At that stage, Kilkee Marine Rescue arrived to help. “Kieran de Loughrey came up and asked did we need a defibrillator. He came to my side and took over compressions. Another man put the mask on to start giving air and I went to the bag so that we could alternate between the air supply. The second shock (from the defibrillator) brought him back and stabilised him. A doctor arrived at this stage and we were able to stabilise him for the length of time that it took the ambulance to come,” Martin recalled.
The patient was on the ground for some time before the ambulance arrived in Kilkee.
“I’d say at least an hour. I know that I started CPR at 2.20pm. I got a text saying that the ambulance was seen in Kilrush at 3.05pm. I know that it was way, way after that text that the ambulance arrived,” Martin noted.

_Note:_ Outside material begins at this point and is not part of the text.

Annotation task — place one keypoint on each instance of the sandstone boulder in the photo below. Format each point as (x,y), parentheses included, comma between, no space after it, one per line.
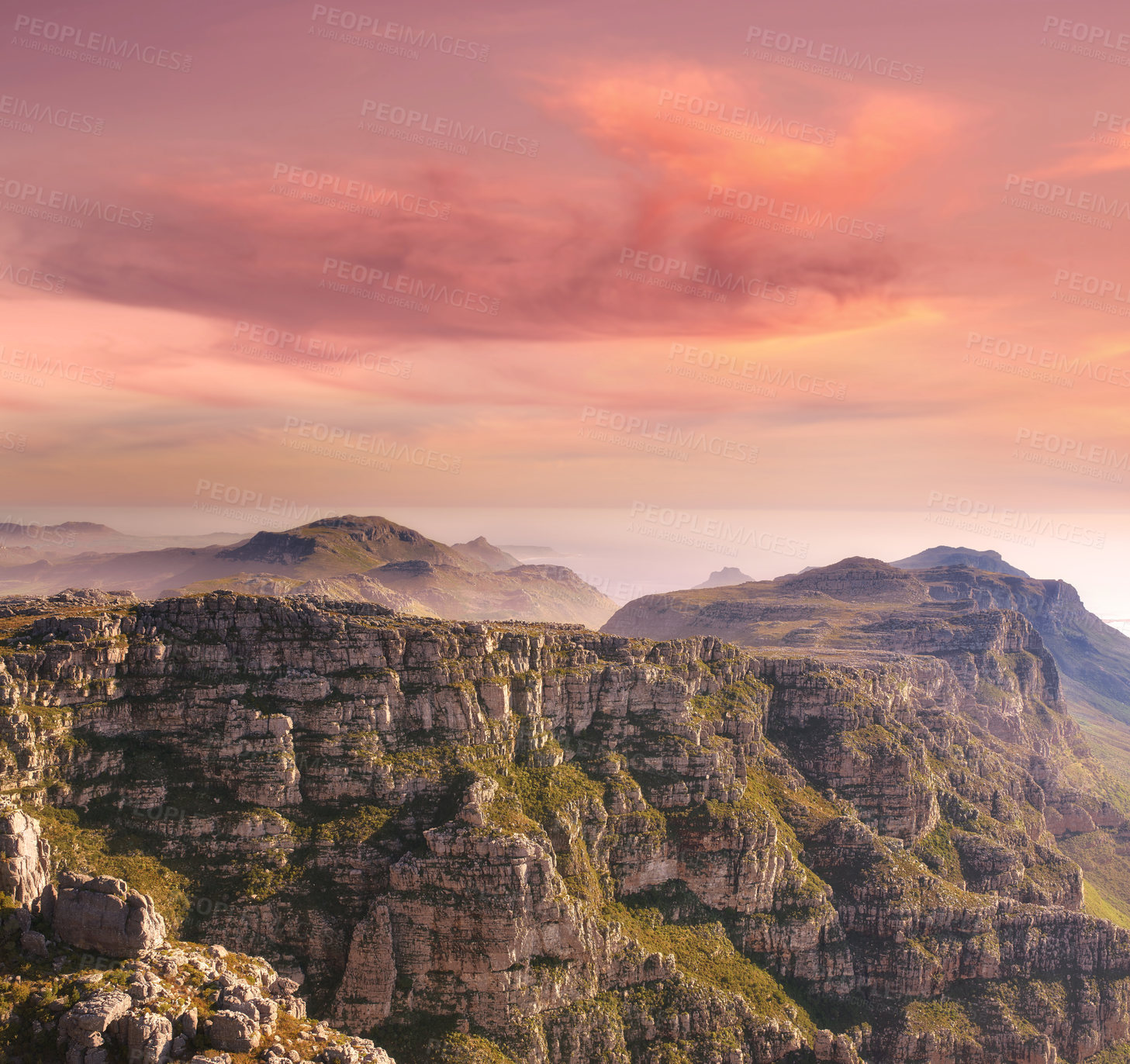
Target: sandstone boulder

Without the RNLI training, he is certain that he wouldn’t have been able to intervene effectively.
“I wasn’t in the least bit flustered by it because of the type of training I’ve had and the intensity of it. I really just went into complete life-saving mode. I was just able to lock out any feelings that you might have at that stage. The feelings are something that you deal with afterwards,” he said.
Having also completed a training course in Cooraclare on how to use a defibrillator, Martin is adamant that his RNLI training was crucial.
“I’m proud that I could do it for them. They [RNLI] invested a lot of money in training me. We’re on our own out here and there’s proof of it that we have to look after each other in emergencies until someone can get to you. I hope that other people can think about doing the course,” he said.
The patient is still in hospital in Limerick having been transferred from Ennis on Monday.
“He’s still there and apparently he’s was talking and joking on Monday, which was a great relief for me. That’s when I took peace from it,” Martin concluded.
At the time of going to press, the HSE had not replied to a query about the ambulance’s attendance at the incident.